A quick traditional phone call is always lovely but why not introduce unique devices or new apps to your loved one? Your loved one’s interest in technology might surprise you. A study completed in 2017, discovered that 70% of seniors are now online and from 2013 to 2016 tablet ownership in seniors doubled. I know when chatting with our clients, I am always surprised to find out how many of them use Facebook, Facetime, Apple apps, Furbo, etc.
There are unique ways you can virtually connect with your loved one! We have compiled a list of the four best ways to virtually connect.
1) Video call your loved one
If your loved one has a WIFI connection, a smartphone and an email address, they’re already three steps ahead! There are several apps you can use to video call your loved one – Zoom, Skype, Facetime, Google Duo, WhatsApp – just to name a few. I recommend keeping the conversation to a maximum of three people. It increasingly becomes difficult to hear with additional people, especially if people are talking at the same time!

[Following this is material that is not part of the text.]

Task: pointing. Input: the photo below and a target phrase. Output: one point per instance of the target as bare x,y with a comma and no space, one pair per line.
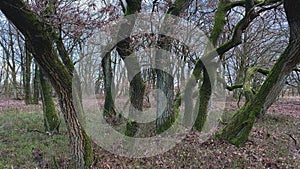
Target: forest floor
274,143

Traditional phone calls are wonderful and always appreciated but video calls are more interactive. In a video call, you can see your loved one’s facial expressions and body language. You can even get creative with video calls! On a call, you can virtually share a cup of tea, you could try puzzling together, or you could even start a craft together. It doesn’t have to be a traditional conversation it could be a time to engage your loved one in a fun activity.

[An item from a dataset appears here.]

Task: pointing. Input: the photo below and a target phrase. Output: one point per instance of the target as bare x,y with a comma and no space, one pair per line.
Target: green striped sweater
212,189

2) Play an online game with your loved one
If your loved one doesn’t want to be on video but wants to interact virtually, you can introduce online games. There are apps where you can compete against your loved one, such as words with friends, chess, scrabble, billiards, etc. There’s an endless amount of options in the Apple store and in the Google Play store. You are bound to find a game that looks interesting and fun!
3) Watch a movie together
Who doesn’t love movies?! Pop some popcorn and watch a movie with your loved one. Netflix released a new feature called Netflix party for desktop computers. It allows you to synchronize video playback and adds a group chat between yourself and your loved one. This is a great tool for a fun family gathering! You can add the grandkids to the party as well, and it can become a weekly ritual.
If your loved one doesn’t have Netflix or a computer, you can always video call your loved one as you both watch the same TV channel or DVD. Another option is simply calling your loved one on the phone. Even though watching a movie is generally done quietly, it’s comforting knowing that you are with someone and sharing the moment with someone you love.

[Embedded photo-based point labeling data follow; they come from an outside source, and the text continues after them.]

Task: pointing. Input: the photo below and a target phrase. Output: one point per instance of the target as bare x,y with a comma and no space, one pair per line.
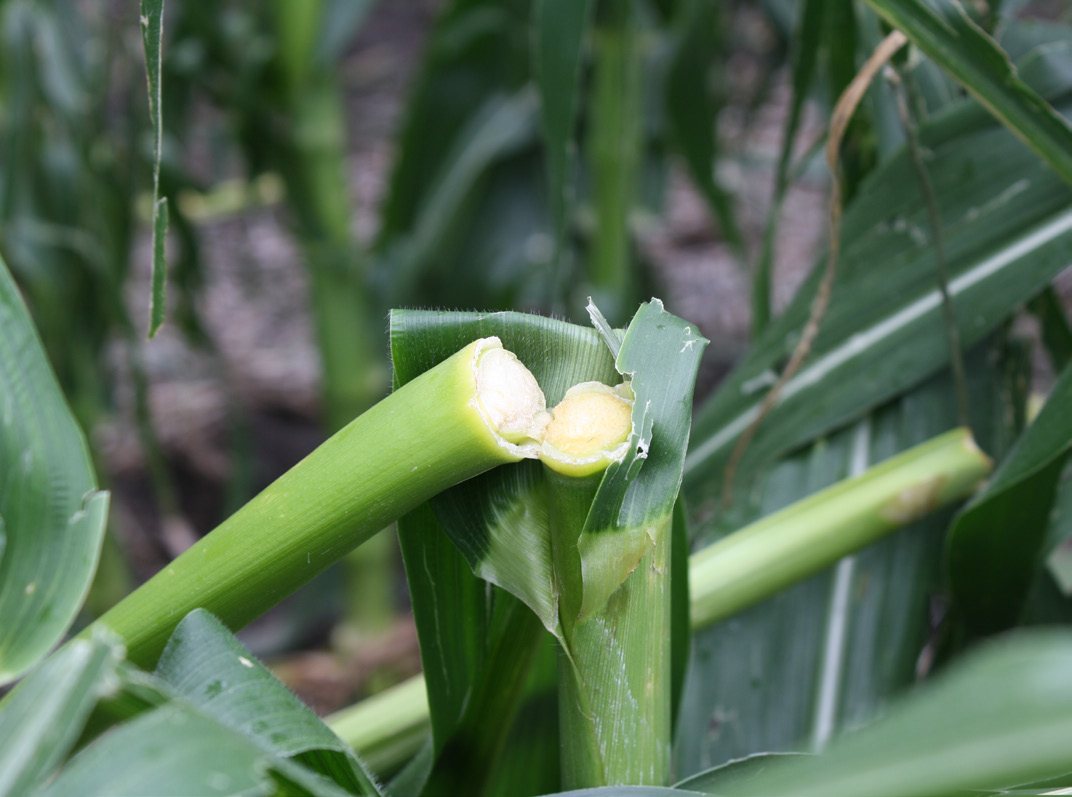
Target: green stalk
387,728
614,675
614,678
465,415
614,142
806,536
313,166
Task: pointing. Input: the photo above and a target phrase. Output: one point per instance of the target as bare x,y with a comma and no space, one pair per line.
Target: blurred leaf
477,50
734,772
1007,232
805,57
627,792
561,27
1056,331
340,20
693,106
500,127
997,719
944,32
42,718
152,30
175,750
828,654
53,515
210,668
995,543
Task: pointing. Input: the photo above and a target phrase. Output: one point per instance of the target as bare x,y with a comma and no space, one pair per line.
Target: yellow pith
587,423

4) Visit a furry friend on Furbo
Furbo is a camera that’s designed for dogs. It’s a neat device that allows owners to check in on their pets remotely. There is also a microphone so dogs can even hear their owner’s voice commands.
We have a client – let’s call her Jeanie - who loves receiving visits from her daughter’s dog Buddy. When chatting with Jeanie, I was happy to discover that she’s been visiting her daughter’s dog virtually on Furbo. Through the app on her smartphone, she is able to talk to Buddy, see what trouble he is up to and throw him treats by clicking a button.
Throughout my conversation with Jeanie, I could sense how happy she was to have the chance to interact with Buddy. Even her regular caregiver mentioned how Jeanie brightens up after interacting with Buddy on Furbo. The moments she is interacting with Buddy not only make her laugh and smile but they also provide Jeanie comfort and peace.
It might take a few tries to get your loved one comfortable with technology but the time and patience to teach them are worth it. Your elderly loved ones will thank you for giving them the opportunity to connect. During this difficult season, we might have to socially distant but we don’t have to socially isolate.